Paris, Mallet-Bachelier, 1859. 8vo. Contemporary half calf. XXIV,342 pp.

First edition of this important textbook on function theory. Charles Auguste Briot (1817-1882) was one of the most eminent teachers of his time. Already during his time in elementary school Briot had decided that he wanted to be a mathematics teacher. He entered the École Normale Supériure in 1838 were he was ranked second. Just three years later he received agrégation in mathematics with the highest rank. In March 1842 he received his doctorate of science, having presented his thesis on the movement of a solid body round a fixed point. Despite his marked academic success in research, Briot still wanted to follow his chosen career as a teacher. He first obtained a professorship at the Orléans Lycée and afterward at University of Lyons, where he re-encountered his school friend Jean-Claude Bouquet, with whom he collaborated throughout his career.During the years 1814-1831 Agustin Cauchy created the basic framework of complex function theory.
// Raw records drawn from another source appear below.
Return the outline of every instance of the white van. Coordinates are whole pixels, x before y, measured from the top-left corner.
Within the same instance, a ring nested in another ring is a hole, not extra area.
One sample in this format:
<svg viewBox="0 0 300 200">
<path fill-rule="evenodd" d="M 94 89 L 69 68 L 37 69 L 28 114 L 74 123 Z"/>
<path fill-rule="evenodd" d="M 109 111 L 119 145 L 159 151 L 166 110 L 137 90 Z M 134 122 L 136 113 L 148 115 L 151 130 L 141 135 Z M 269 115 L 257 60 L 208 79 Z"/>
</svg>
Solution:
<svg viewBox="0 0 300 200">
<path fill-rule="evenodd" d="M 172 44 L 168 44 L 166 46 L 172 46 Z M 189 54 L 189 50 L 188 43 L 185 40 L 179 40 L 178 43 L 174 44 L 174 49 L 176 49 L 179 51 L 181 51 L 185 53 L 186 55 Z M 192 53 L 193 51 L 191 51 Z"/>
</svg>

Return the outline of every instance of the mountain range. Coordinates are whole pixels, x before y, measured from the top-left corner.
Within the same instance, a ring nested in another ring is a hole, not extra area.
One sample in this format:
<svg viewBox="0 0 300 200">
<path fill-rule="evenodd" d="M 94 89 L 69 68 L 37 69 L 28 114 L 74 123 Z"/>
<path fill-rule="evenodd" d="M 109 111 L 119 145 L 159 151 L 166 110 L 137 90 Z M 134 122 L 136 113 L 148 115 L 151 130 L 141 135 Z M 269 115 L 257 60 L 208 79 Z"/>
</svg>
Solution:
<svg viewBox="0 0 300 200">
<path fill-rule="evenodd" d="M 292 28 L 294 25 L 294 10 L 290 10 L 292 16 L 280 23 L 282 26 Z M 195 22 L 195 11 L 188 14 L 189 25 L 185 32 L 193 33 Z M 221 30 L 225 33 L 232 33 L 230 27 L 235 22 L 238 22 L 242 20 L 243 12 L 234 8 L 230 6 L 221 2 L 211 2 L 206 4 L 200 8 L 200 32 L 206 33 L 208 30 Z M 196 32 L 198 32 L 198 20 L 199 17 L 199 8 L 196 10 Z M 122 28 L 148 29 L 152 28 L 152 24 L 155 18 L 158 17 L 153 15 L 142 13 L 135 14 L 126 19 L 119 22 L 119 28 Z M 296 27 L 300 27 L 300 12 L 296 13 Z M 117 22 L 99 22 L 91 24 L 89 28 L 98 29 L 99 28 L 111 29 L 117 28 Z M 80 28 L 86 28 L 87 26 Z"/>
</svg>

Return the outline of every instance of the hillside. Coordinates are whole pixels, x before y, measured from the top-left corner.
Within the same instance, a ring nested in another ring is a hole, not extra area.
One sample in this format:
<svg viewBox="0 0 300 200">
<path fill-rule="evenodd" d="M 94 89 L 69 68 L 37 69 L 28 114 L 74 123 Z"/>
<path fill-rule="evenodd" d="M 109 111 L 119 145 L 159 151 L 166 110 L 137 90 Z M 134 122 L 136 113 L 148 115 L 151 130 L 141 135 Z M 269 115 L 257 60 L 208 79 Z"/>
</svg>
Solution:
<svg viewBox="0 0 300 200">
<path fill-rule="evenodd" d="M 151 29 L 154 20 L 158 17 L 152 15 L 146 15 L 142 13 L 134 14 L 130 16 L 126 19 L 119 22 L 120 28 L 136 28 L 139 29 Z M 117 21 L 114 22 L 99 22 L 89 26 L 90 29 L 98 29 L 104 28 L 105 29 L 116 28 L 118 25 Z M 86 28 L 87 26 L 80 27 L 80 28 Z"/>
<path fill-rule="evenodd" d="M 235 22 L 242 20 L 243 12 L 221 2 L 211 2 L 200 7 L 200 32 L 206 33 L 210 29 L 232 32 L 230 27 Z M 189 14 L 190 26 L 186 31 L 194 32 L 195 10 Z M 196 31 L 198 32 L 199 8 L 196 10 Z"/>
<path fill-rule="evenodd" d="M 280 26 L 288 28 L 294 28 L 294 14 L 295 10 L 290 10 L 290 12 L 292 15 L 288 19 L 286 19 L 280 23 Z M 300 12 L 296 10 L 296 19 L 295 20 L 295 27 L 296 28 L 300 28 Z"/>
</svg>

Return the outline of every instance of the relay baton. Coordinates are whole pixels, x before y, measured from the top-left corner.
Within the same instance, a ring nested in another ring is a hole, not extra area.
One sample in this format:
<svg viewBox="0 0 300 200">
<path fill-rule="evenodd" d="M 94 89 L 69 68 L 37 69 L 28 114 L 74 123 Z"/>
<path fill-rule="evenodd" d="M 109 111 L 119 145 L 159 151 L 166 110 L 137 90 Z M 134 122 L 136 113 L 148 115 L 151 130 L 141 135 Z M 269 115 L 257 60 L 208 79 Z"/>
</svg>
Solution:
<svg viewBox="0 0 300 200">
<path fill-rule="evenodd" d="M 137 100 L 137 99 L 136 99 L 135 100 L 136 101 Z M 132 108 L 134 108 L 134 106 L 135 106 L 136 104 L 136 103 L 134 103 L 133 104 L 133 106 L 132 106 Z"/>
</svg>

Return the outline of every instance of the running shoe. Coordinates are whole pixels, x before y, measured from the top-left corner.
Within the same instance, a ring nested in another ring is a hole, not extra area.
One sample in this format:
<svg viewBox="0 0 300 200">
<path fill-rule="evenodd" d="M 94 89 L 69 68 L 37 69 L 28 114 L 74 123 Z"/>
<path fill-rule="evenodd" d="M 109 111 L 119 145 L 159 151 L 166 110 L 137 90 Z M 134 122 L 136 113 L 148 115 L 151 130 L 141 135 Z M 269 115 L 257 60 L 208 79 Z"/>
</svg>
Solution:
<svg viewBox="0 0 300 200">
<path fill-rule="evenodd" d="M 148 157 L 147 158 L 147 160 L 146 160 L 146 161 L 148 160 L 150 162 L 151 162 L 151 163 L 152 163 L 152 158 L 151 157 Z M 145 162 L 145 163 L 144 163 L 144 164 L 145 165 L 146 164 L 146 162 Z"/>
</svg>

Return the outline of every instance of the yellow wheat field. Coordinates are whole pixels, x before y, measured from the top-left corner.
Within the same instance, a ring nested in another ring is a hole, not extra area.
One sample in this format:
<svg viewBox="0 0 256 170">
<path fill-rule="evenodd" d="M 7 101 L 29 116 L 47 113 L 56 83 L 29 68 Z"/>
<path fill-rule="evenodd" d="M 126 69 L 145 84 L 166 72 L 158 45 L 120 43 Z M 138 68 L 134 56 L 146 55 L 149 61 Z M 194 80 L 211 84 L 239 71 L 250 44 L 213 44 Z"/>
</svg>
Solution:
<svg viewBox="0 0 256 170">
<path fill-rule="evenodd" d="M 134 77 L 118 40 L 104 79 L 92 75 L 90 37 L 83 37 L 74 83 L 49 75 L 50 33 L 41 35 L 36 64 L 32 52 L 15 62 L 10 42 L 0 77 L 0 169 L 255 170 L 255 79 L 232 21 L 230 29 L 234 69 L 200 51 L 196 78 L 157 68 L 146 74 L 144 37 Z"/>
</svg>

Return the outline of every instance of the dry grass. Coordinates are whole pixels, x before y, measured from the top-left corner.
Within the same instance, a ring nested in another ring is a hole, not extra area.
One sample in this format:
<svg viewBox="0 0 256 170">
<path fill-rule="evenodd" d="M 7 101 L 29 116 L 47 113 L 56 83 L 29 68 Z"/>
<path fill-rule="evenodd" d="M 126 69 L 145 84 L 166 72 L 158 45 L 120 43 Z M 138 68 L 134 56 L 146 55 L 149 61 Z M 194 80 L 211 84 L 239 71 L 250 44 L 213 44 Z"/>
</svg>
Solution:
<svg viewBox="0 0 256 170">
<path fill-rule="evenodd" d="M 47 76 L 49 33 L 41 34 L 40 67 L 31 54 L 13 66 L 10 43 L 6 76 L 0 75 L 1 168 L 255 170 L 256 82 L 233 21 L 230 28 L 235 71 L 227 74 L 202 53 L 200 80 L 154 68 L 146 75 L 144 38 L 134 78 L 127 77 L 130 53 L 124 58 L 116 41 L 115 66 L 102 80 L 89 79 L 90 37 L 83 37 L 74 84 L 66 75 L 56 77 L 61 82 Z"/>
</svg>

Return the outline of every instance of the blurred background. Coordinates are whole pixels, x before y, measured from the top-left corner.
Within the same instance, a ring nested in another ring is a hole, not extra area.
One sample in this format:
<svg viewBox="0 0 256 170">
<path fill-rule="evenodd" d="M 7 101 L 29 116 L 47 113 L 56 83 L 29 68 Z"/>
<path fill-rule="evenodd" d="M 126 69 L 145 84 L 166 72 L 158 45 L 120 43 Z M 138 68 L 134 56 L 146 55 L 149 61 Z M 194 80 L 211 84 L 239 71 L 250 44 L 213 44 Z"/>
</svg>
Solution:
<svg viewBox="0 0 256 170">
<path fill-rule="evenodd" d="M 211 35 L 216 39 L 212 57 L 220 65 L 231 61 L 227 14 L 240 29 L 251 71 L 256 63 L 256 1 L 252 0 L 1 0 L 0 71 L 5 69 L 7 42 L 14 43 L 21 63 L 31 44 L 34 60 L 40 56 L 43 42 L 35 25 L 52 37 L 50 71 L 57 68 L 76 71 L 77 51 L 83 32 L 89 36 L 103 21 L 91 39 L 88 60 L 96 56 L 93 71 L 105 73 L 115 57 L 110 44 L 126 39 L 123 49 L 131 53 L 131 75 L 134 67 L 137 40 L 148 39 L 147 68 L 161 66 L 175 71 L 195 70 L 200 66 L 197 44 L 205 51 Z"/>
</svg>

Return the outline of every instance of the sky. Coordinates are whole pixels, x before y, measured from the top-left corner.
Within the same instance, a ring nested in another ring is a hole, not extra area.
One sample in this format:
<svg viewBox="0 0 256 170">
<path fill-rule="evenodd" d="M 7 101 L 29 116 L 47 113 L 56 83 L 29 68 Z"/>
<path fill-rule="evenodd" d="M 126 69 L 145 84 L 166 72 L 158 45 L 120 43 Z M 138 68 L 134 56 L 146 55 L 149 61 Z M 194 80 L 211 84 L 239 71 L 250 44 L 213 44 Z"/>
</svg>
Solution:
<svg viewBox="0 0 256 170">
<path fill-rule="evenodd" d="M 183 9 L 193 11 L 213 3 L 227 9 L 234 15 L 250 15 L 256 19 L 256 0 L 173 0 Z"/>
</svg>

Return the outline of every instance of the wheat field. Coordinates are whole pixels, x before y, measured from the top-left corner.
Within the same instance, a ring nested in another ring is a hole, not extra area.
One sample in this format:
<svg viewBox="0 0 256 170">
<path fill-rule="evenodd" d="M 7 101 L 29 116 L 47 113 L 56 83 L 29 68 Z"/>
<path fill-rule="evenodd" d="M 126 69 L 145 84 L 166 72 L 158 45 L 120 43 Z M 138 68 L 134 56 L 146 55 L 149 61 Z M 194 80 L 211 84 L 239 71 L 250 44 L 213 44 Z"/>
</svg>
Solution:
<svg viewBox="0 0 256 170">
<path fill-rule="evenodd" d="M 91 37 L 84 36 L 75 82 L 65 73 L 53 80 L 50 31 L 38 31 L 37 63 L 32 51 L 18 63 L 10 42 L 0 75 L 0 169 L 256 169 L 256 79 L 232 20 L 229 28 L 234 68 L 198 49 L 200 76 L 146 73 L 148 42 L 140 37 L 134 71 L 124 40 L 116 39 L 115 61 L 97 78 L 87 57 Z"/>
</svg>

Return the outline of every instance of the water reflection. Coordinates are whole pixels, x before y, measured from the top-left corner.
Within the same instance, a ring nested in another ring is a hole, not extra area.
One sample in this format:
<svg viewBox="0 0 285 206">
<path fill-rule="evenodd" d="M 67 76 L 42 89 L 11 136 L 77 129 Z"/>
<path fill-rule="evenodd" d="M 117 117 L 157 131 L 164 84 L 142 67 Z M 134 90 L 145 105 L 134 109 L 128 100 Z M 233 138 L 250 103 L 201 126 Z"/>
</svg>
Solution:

The results obtained by Cauchy were, however, still only to be found throughout his numerous journal papers, and although Cauchy is known for having stimulated the development of mathematical rigor throughout the field, his own research papers often used intuitive, not rigorous, methods. The joint scientific work of Briot and Bouquet was a profound study and clarification of the analytic work of Cauchy. In a memoire that has remained famous since its publication in 1853, they proposed to establish precisely the conditions that a function must fulfill in order to be developable into an entire series. They also perfected the analysis by which Cauchy had, for the first time, established the existence of the integral of a differential equation. They opened the way to research on singular points and showed their importance for knowledge of the integral. All this work culminated in their extremely influential text book 'Théorie des fonctions doublement périodiques et, en particulier, des fonctions elliptiques'. This work played a decisive role in spreading Cauchy's methods and results to European mathematicians, and for a long time it remained the standard text of the French School. It was translated into German in 1862, and went through several editions. For his outstanding contributions to mathematics the Académie des Sciences in Paris awarded Briot their Poncelet Prize in 1882 shortly before he died.